Monastery Dependencies (Exartimata, i.e., Appendices)

Simonopetra has the following dependencies in Karyes: Its Delegation (Konak), dedicated to All Saints, the Cell of the Annunciation, situated below Athoniada School, near the pit of Adein, St. Nicolas’ Cell of Kaproulis, St. Minas’ Cell, with its miraculous icon, the Holy Cross Cell while, in Karyes Square, there is St. George’s Cell, also known as Cell of Kalathas. Furthermore, the building housing the Hellenic Telecommunication Organisation (OTE), adjacent to the Church of the Protaton, is also part of the monastery estate. It was bought as a Cell in church year 1367 from Megali Mesi, by Jovan Uglješa (Јован Угљеша) and dedicated to Simonopetra. It used to house the monastery Delegation [Antiprosopeion] until the year 1621. In the broader region of the monastery, there is the Cell of St. Nicolas-Dontas, near the border with Xiropotamos Monastery, which has been the monastery farm, since 1368. The monastery also has other Kathismata [small monastic establishments] in its region, such as: St. Simon’s Kathisma, situated next to the cave where the founder of Simonopetra led his ascetic life. St. John Theologos’ Kathisma, south of the monastery towards the sea; the Holy Trinity Kathisma, right above that of St. Simon’s; St. Savvas’ Kathisma, to the southeast of the monastery, half-way along the footpath to the boatyard; Panagitsa Kathisma, to the southeast of the monastery, in the dry river bed bordering Gregoriou Monastery, and, finally, St. Modestos’-Karavasara Kathisma, situated slightly above the small port of Daphne, where the old vineyards and olive groves of the monastery are. In the forest region, there is the Forestry Office (Dasonomeion), with St. Dimitrios Church, and a Retreat [Hesychasterion], calledKourtzidiko, a 19thcentury building, on the border between Iviron, Xiropotamos and Simonopetra monasteries; another Hesychasterion is Kalamitsi, right on the shore, near St. Modestos’ Kathisma. At the boatyard of Simonopetra stands the old Tower and the church of St. Nicolas.

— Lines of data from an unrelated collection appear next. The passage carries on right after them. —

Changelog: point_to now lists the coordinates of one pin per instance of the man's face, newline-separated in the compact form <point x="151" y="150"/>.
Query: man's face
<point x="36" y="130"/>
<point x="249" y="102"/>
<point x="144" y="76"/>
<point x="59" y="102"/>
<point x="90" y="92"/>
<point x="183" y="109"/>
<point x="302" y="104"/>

Outside Mt. Athos, the Monastery has the following Dependencies [Metochia]: The Dependency of Agios Charalambos in Thessaloniki; the Dependency of the Ascension of the Lord in Vyron, Attica; the Dependency of St. Artemios and St. Antypas on Sifnos; the Dependency of Panagia of Trygi on Lemnos, with the miraculous icon of the Virgin; the Dependency of the Annunciation in Ormylia, Halkidiki; the Holy Retreat [hesychastereion] of St. Nicodemus in Pentalofos, Goumenissa, where the icon of Panagia Mikrassiatissa from Iconium (present-day Konya) in Asia Minor is kept. In France, there is the Dependency of St. Antonios, south of Lyon; the Dependency of Agia Skepi/Theotokos Protectionin Solan, in the south of France, and the Dependency of the Transfiguration in central France, in the area of Terrasson, south of the city of Limoges.